We were really honored to speak at the museum Friday and to be introduced by the director Jonathan Binstock and Wall\Therapy founder Dr. Ian Wilson for our talk and show of a series of short films about the evolving Street Art scene globally. Memorial Art Gallery (MAG) is part of the University of Rochester and houses a huge encyclopedic collection of 12,000 works of art representing cultures from around the world and across millennia so to have the opportunity to share contemporary works from across this global grassroots art movement is especially gratifying and many in the audience came up afterward to talk about how inspiring this moment in art history is to them personally.

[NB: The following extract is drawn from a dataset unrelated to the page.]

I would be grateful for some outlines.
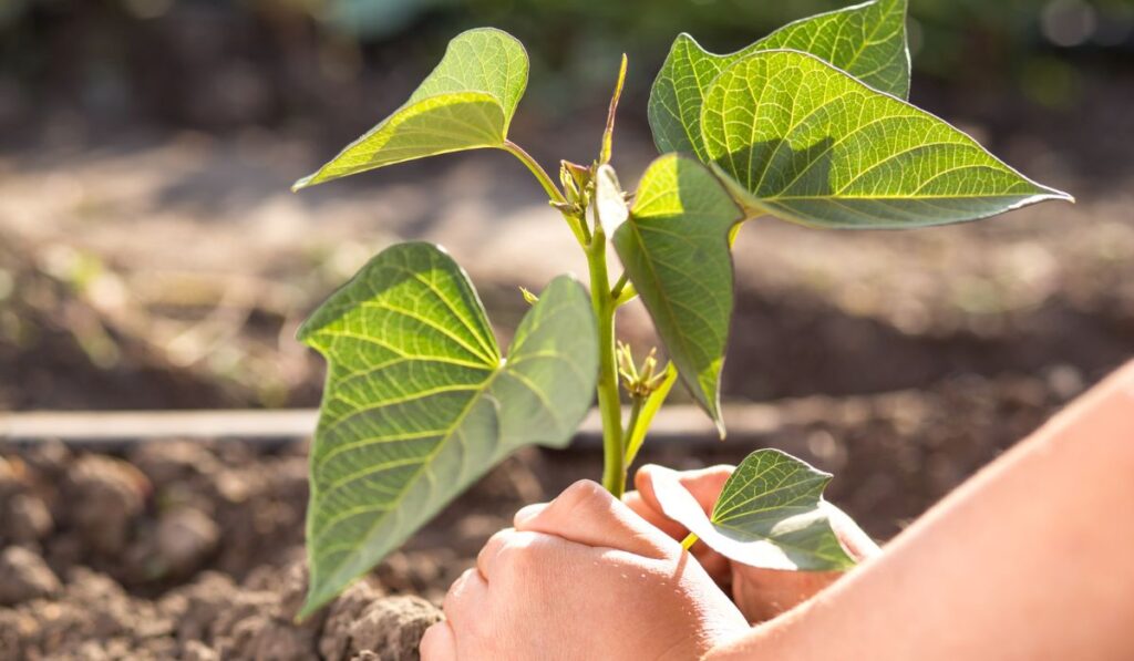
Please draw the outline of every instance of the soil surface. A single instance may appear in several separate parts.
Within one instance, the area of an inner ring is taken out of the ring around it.
[[[1134,171],[1114,136],[1129,134],[1131,90],[1086,87],[1074,116],[978,111],[967,94],[933,105],[1075,206],[916,232],[750,222],[723,395],[778,415],[726,443],[648,443],[644,458],[692,468],[785,449],[835,473],[830,500],[886,540],[1128,359]],[[595,127],[518,142],[544,163],[584,162]],[[0,153],[0,409],[314,405],[322,363],[295,329],[397,240],[445,245],[503,341],[526,310],[516,286],[585,272],[498,152],[297,196],[289,184],[332,149],[252,128],[91,144],[76,130]],[[642,119],[620,119],[617,141],[633,183],[654,155]],[[640,353],[655,341],[638,305],[619,332]],[[302,443],[2,446],[0,659],[414,659],[483,542],[521,506],[599,476],[600,455],[509,459],[296,625]]]
[[[752,442],[648,446],[645,460],[695,467],[784,448],[835,472],[830,499],[885,540],[1083,387],[1064,367],[782,400],[778,422]],[[519,454],[296,625],[306,581],[302,443],[8,446],[0,650],[6,659],[416,659],[446,588],[484,541],[521,506],[600,468],[598,452]]]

Typically academia and institutional support has been a few steps removed from this means of expression but the last decade and a half continues to see a shifting of perspectives by some who traditionally resisted the work in the streets. We’re just glad that we can continue to provide a platform for voices high and low, trained and self-taught, polished and in development – and the feedback we continue to get from you is that the work strikes a strong chord and we are grateful. Just to keep it real, here’s a tiny collection of work from Rochester’s organic urban art scene.

So here’s our weekly interview with the street, this week featuring AX, Cash4, Eder Muniz, Freedom, FUA Krew, Icy and Sot, Jeff Soto, Mr PRVRT, ND’A, OverUnder, ROA, Smear, and Thievin Stephen.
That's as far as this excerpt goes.